CS3235 (Computer Security) Certificate Chain Homework

This repo provides code for a homework problem in CS3235. In a simplified site certificate scheme, certificates are represented as JSON objects, such as:

[
    {
        "data": {
            "name": "brokenchain.com",
            "expiry": "2021-12-31 23:59:59",
            "pub_key": "..."
        },
        "issuer": "someauthority.com",
        "sig": "..."
    }
]

Notice that the "data" section includes the actual certificate data, following by the issuer and signature.

Requirements

While the homework can be completed in any language compliant with the specifications here, it will be checked using the Python code in this repo, and therefore we strongly recommend at least checking your answers with Python before submitting, if not actually implementing in Python.

All answers will be verified with verify_cert.py. Answers that do not pass this step will be considered incorrect.

Python 3 and PyCryptoDome are required to run the code here. Use python -m pip install -r requirements.txt to ensure you have all required packages.

Signature

The signature is computed as a SHA256 hash of the "data" section when printed as JSON with all whitespace condensed to a single space (i.e. the output of the Python json.dumps function), and then computed with PKCS#1 v1.5 / RSA, before being output as a string of bytes in hexadecimal.

Public Keys

Public keys are in DER format output as hexadecimal strings.

Chains

Certificate chains are possible by giving a list of several certificates. The issuer of the first certificate must match the name of the next certificate and so on, and must terminate in a root trusted CA. For example:

[
    {
        "data": {
            "name": "something.mychain.com",
            "expiry": "2021-12-31 23:59:59",
            "pub_key": "..."
        },
        "issuer": "mychain.com",
        "sig": "..."
    }
    {
        "data": {
            "name": "mychain.com",
            "expiry": "2021-12-31 23:59:59",
            "pub_key": "..."
        },
        "issuer": "someauthority.com",
        "sig": "..."
    }
]

Verification

The verify_cert.py file implements the verification algorithm, which works roughly as follows:

  1. If the name on the certificate does not match the domain name being queried, return false
  2. If the certificate has expired, return false
  3. If the issuer is a trusted root CA, then use the root CA public key to verify the signature. If the signature is valid, return true along with the public key in the certificate
  4. If the issuer is some other authority, then call verify_cert again on the next certificate in the chain with the name of the issuer. If the recursive call fails, return false.
  5. Verify the signature with the public key retrieved in the previous step, return true if the validation is successful and false otherwise.

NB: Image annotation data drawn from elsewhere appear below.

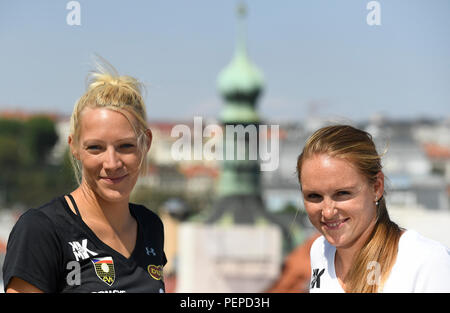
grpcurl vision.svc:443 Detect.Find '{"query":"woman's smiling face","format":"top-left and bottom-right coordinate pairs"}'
top-left (300, 154), bottom-right (384, 248)
top-left (69, 108), bottom-right (141, 201)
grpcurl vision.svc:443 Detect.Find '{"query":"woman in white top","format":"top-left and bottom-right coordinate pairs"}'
top-left (297, 125), bottom-right (450, 292)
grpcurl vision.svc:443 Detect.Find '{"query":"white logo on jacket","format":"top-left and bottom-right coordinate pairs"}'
top-left (69, 239), bottom-right (97, 261)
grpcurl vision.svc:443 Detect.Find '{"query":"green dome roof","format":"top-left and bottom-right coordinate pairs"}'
top-left (217, 49), bottom-right (264, 94)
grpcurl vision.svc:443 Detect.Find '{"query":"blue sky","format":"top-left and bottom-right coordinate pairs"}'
top-left (0, 0), bottom-right (450, 121)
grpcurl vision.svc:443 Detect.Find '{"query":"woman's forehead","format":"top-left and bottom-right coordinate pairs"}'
top-left (78, 108), bottom-right (135, 137)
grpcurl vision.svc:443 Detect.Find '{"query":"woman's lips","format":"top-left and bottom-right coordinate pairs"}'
top-left (320, 218), bottom-right (350, 230)
top-left (100, 174), bottom-right (128, 184)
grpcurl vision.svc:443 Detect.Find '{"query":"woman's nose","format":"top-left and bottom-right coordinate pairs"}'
top-left (103, 147), bottom-right (122, 170)
top-left (322, 200), bottom-right (337, 220)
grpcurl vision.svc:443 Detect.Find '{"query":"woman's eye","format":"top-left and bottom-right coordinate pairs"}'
top-left (120, 143), bottom-right (134, 149)
top-left (87, 145), bottom-right (101, 150)
top-left (306, 193), bottom-right (321, 200)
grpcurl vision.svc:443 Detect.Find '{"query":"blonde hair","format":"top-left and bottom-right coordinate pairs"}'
top-left (297, 125), bottom-right (401, 292)
top-left (70, 56), bottom-right (150, 184)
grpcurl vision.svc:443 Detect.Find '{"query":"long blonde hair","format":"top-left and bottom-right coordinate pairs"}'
top-left (297, 125), bottom-right (401, 292)
top-left (70, 55), bottom-right (150, 184)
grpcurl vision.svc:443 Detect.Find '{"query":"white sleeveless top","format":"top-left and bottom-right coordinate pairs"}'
top-left (309, 230), bottom-right (450, 293)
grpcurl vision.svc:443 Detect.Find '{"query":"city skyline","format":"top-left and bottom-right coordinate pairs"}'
top-left (0, 0), bottom-right (450, 121)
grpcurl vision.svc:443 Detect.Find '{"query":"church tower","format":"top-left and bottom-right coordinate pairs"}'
top-left (207, 4), bottom-right (271, 224)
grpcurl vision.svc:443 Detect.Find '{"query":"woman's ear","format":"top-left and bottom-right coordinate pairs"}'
top-left (373, 171), bottom-right (384, 201)
top-left (67, 135), bottom-right (80, 160)
top-left (145, 128), bottom-right (153, 152)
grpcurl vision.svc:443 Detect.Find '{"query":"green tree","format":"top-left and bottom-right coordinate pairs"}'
top-left (23, 116), bottom-right (58, 164)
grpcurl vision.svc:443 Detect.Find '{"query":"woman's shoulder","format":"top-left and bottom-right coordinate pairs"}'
top-left (17, 197), bottom-right (66, 226)
top-left (130, 203), bottom-right (162, 223)
top-left (399, 230), bottom-right (450, 260)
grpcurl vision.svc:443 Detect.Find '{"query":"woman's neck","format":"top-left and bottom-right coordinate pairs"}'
top-left (334, 219), bottom-right (376, 289)
top-left (72, 182), bottom-right (132, 233)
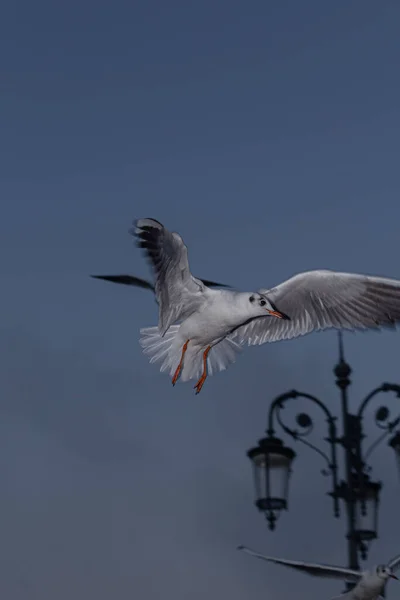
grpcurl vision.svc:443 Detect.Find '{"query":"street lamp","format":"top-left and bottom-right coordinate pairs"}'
top-left (247, 436), bottom-right (296, 529)
top-left (389, 431), bottom-right (400, 475)
top-left (247, 332), bottom-right (400, 589)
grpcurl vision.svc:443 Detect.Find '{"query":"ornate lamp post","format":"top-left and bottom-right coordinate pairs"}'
top-left (247, 333), bottom-right (400, 589)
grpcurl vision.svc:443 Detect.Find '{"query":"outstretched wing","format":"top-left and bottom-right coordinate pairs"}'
top-left (234, 271), bottom-right (400, 345)
top-left (238, 546), bottom-right (362, 582)
top-left (90, 275), bottom-right (231, 292)
top-left (387, 554), bottom-right (400, 573)
top-left (131, 219), bottom-right (208, 335)
top-left (90, 275), bottom-right (154, 292)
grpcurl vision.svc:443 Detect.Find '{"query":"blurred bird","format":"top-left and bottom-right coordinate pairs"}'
top-left (238, 546), bottom-right (400, 600)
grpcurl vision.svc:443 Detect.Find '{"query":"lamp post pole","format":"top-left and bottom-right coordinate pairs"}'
top-left (247, 332), bottom-right (400, 590)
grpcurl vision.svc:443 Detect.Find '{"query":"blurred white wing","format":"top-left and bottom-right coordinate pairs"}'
top-left (387, 554), bottom-right (400, 573)
top-left (238, 546), bottom-right (362, 582)
top-left (132, 219), bottom-right (208, 335)
top-left (232, 271), bottom-right (400, 345)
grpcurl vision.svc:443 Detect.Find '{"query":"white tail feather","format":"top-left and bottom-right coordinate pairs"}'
top-left (140, 325), bottom-right (241, 381)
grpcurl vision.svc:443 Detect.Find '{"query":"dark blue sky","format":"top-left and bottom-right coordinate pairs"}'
top-left (0, 0), bottom-right (400, 600)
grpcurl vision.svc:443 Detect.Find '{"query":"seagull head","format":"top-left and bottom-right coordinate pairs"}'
top-left (245, 292), bottom-right (289, 319)
top-left (376, 565), bottom-right (398, 581)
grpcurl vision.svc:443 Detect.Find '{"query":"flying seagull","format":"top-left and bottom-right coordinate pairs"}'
top-left (238, 546), bottom-right (400, 600)
top-left (104, 219), bottom-right (400, 393)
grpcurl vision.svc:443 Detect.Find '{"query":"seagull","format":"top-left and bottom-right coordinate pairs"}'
top-left (238, 546), bottom-right (400, 600)
top-left (90, 275), bottom-right (231, 292)
top-left (119, 218), bottom-right (400, 394)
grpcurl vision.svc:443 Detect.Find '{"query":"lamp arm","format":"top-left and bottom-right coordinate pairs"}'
top-left (267, 390), bottom-right (339, 517)
top-left (357, 383), bottom-right (400, 419)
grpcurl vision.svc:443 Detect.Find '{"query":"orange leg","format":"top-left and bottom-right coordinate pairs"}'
top-left (194, 346), bottom-right (211, 394)
top-left (172, 340), bottom-right (190, 385)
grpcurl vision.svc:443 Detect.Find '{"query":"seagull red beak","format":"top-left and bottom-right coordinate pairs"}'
top-left (268, 310), bottom-right (285, 319)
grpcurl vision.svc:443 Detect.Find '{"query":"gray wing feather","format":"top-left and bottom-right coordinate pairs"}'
top-left (131, 219), bottom-right (208, 335)
top-left (235, 271), bottom-right (400, 345)
top-left (388, 554), bottom-right (400, 573)
top-left (238, 546), bottom-right (362, 582)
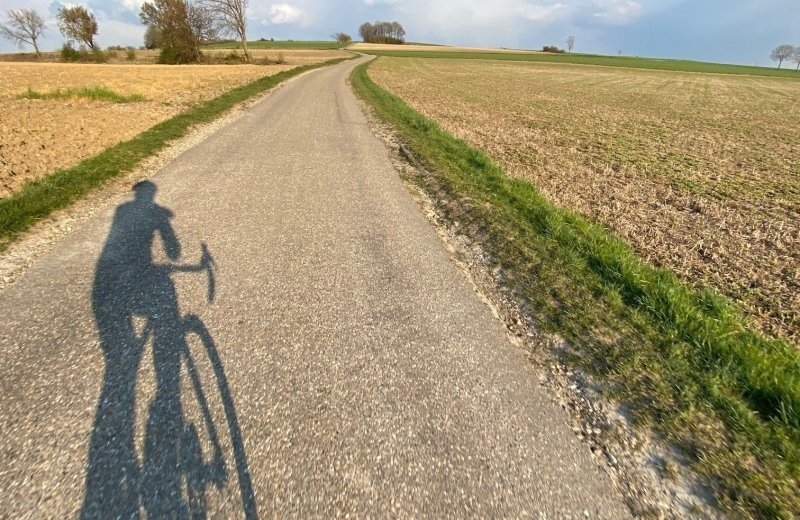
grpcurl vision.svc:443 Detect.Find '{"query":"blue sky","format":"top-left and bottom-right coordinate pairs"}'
top-left (0, 0), bottom-right (800, 65)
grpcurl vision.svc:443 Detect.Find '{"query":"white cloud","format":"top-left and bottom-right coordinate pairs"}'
top-left (122, 0), bottom-right (144, 13)
top-left (262, 4), bottom-right (308, 25)
top-left (519, 2), bottom-right (569, 22)
top-left (592, 0), bottom-right (644, 24)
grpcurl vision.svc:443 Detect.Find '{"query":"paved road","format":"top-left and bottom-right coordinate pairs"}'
top-left (0, 57), bottom-right (628, 518)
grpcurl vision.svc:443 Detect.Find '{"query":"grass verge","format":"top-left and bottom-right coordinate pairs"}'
top-left (0, 58), bottom-right (349, 251)
top-left (19, 86), bottom-right (145, 103)
top-left (352, 60), bottom-right (800, 518)
top-left (358, 50), bottom-right (800, 79)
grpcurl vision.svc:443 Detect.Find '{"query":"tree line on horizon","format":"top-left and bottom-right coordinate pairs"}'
top-left (769, 43), bottom-right (800, 70)
top-left (0, 0), bottom-right (251, 63)
top-left (358, 21), bottom-right (406, 45)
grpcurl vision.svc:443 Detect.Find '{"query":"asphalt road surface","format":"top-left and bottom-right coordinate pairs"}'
top-left (0, 54), bottom-right (629, 518)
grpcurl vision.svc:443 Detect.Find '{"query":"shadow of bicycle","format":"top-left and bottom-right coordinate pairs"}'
top-left (81, 181), bottom-right (256, 518)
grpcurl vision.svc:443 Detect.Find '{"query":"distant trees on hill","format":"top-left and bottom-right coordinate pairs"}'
top-left (0, 9), bottom-right (47, 56)
top-left (769, 43), bottom-right (800, 68)
top-left (358, 22), bottom-right (406, 44)
top-left (56, 5), bottom-right (97, 50)
top-left (331, 33), bottom-right (353, 45)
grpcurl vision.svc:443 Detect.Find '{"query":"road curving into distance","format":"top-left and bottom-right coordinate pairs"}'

You can verify a certificate by calling verify_cert as follows:

python verify_cert.py domainname.com cert_file.json

If a filename is not given, the certificate is read from stdin.

Academic Honesty

We expect that all students will submit their own answers using code they have written themselves. Despite the fixed inputs, the correct solution to this problem uses randomized encryption, and thus any cheating will become very obvious. Please don't cheat, it's not worth it. Write your own answers, and ask the TAs / the forum if you run into any problems.

Note for collaborators

For any collaborators / facilitators: please do not edit the student-facing repo directly. Instead, update the main branch of the solutions repo, and then push the main branch of the solutions repo to the student repo. Also: be careful not to edit any student facing code on the solutions branch of the solutions repo, and definitely do not push the solutions branch to any other repo!